And then there were four.
After spending five years as a member of the manufactured, yet super successful pop group, Fifth Harmony, Camila Cabello is officially a solo artist. With the break, and an outspoken stance on the anti-immigration sentiments coming from our new White House (she penned a thoughtful essay on her personal experience emigrating to the U.S.), the 20-year-old Cuban and Mexican immigrant is clearly her
own woman. Whether her move will be another group-to-solo-star hit (à la Fergie) or miss (sorry Nicole Scherzinger) remains to be seen. This is a makeor-break year, but one that she seems more than ready for.

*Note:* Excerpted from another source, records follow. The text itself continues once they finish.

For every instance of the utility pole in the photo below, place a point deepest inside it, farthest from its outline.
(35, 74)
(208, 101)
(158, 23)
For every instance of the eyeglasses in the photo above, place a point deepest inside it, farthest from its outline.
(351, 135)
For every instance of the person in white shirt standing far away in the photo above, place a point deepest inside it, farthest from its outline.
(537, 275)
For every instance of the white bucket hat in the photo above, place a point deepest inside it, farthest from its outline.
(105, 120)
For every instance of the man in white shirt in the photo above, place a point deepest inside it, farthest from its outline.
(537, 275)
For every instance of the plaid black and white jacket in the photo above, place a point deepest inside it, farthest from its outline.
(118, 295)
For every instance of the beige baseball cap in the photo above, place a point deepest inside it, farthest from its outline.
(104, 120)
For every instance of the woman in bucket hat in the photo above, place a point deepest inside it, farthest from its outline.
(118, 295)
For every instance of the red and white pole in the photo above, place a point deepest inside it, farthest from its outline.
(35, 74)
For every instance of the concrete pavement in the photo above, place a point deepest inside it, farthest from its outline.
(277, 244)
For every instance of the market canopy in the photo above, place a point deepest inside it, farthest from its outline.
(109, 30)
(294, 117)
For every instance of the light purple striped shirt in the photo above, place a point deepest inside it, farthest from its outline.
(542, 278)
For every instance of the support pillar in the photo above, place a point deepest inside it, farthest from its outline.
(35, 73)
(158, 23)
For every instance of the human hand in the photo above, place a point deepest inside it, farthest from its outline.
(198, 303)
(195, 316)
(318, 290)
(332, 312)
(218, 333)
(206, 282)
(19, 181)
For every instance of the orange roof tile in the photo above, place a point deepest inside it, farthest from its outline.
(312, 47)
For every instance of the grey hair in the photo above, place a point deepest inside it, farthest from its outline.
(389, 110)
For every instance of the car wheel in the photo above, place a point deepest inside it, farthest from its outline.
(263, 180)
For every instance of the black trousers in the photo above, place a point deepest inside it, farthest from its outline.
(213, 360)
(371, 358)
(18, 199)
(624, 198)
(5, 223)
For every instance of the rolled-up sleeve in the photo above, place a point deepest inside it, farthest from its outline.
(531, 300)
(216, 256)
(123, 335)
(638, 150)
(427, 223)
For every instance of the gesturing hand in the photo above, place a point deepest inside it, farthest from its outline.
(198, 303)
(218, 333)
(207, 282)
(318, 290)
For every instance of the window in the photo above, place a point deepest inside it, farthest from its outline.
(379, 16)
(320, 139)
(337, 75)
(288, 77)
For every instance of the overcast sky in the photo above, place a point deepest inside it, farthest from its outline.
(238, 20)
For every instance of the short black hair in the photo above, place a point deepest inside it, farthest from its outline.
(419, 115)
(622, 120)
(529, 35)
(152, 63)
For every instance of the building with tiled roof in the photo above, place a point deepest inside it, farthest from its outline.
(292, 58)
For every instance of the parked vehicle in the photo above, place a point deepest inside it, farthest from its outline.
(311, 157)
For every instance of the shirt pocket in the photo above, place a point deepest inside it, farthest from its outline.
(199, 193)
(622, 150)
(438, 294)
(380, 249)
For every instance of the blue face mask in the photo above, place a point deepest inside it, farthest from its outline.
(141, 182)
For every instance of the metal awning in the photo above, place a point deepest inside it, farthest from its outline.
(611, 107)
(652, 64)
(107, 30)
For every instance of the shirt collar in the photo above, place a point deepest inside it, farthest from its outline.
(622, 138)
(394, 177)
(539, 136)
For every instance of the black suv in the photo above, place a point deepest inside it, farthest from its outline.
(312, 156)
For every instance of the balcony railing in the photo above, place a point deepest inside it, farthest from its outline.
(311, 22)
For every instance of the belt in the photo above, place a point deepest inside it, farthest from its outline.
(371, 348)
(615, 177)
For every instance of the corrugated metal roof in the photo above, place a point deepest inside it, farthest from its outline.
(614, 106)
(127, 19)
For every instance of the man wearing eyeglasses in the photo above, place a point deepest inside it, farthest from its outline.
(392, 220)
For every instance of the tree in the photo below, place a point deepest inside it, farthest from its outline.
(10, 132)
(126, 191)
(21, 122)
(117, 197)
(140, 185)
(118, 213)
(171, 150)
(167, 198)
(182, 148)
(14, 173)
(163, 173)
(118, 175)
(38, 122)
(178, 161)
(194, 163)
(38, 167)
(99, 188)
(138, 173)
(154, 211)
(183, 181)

Her Latina photo shoot took place in New Jersey’s Union City, a gritty town robust with Latino immigrant sabor and culture. It’s fitting for Cabello. During the interview she sits with her legs crisscrossed, answering each question in her distinct smoky voice. She doesn’t run away from uncomfortable topics — she tackles them head-on. She doesn’t know any other way.
Why did you decide to leave Fifth Harmony?

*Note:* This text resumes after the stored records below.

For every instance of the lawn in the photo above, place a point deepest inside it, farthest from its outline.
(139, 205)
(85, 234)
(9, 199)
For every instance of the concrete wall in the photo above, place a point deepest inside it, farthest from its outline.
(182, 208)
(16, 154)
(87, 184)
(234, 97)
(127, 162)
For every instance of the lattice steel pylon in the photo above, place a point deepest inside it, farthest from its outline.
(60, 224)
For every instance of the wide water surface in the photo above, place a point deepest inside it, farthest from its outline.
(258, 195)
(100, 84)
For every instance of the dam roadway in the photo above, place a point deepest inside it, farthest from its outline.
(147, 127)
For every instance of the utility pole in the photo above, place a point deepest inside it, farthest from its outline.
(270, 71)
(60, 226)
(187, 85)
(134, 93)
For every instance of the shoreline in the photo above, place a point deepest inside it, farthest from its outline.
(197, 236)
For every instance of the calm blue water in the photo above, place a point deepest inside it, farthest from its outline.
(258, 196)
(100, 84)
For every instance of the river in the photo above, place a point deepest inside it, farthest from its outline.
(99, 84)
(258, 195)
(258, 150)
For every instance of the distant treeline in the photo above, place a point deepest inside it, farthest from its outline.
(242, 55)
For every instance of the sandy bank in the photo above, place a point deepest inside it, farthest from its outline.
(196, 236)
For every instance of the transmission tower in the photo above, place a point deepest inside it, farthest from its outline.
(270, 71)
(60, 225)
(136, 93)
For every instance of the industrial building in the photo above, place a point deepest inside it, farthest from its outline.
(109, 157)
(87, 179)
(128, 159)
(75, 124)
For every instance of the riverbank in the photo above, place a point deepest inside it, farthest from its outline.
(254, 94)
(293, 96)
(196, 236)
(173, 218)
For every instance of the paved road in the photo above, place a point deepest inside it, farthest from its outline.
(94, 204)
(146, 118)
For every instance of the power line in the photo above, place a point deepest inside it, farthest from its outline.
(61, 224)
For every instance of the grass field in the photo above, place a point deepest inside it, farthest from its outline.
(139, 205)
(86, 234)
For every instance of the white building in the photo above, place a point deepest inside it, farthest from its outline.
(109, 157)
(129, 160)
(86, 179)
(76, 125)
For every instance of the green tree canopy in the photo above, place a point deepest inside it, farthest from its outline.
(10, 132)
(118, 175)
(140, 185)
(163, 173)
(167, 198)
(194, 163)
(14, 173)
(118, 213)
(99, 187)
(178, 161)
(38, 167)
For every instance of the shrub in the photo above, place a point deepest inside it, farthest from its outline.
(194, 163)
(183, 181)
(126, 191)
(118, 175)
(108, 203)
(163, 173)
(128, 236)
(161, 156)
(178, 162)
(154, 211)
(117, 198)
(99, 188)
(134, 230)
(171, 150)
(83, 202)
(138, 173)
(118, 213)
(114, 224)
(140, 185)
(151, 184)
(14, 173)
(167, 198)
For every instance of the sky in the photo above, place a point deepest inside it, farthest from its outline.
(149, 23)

I started in the group when I was just 15. I needed to follow my heart and my artistic vision. I’m grateful for everything we had in Fifth Harmony and for [this new] opportunity. I am less focused on success and more on doing my best and pursuing my artistic vision to the fullest, wherever that takes me. Of course I also hope people will enjoy my music!
Tell us about your evolution as a solo singer-songwriter.
I’d been writing and creating songs the whole time that I was in Fifth Harmony.
It’s been a really important creative outlet for me. I feel like I found my voice in the process. Music has helped me become selfaware and know who I am as a person.
You've talked publicly about your struggle with anxiety. When did you realize it was an issue for you?
Late 2015 and the beginning of 2016. I had terrible OCD [obsessive-compulsive disorder], and it was just totally out of control. I would wake up with a super-accelerated heartbeat and really negative, intrusive,
compulsive thoughts. I was so inside my head, and I didn’t know what was happening. I totally understand now, being in it, why there shouldn’t be such a stigma on mental illness, because it’s a pretty common
thing for people. But you can get help. If you’re dedicated to making it better, you can — because I’m in a much better place now. I started reading books about it and it really helped a lot when I understood [the
illness], and that [the thoughts I was having] weren’t real. Sometimes you have to remind yourself to slow down and take care of yourself.
Who helped you through it?
My mom is my best friend, I can tell her anything. Because she’s gone through so much in her life, she knows what’s important and what’s not. I feel like in the industry, there are beautiful, amazing things. But the only thing that I love about this is making music. Everything else can be very empty and very draining, soulless. My mom’s always been good about leading me to what’s real. Going back to Miami and being in bed with my family all cuddled up and watching La Familia Peluche… Going into the studio and spilling my heart…
Speaking of music, you're friends with Taylor Swift, is she also a mentor?
Our friendship has never been about career or anything professional. I tell her about boys and cry to her about boys. She’ll give me advice like, “No, do not text him back.” But I’m so excited for the day that I get to play her my music because she is seriously one of the reasons I started songwriting. I feel like we have something really cool where we can just be honest with each other, and we can just be girls, talking about stupid crushes. It’s the best.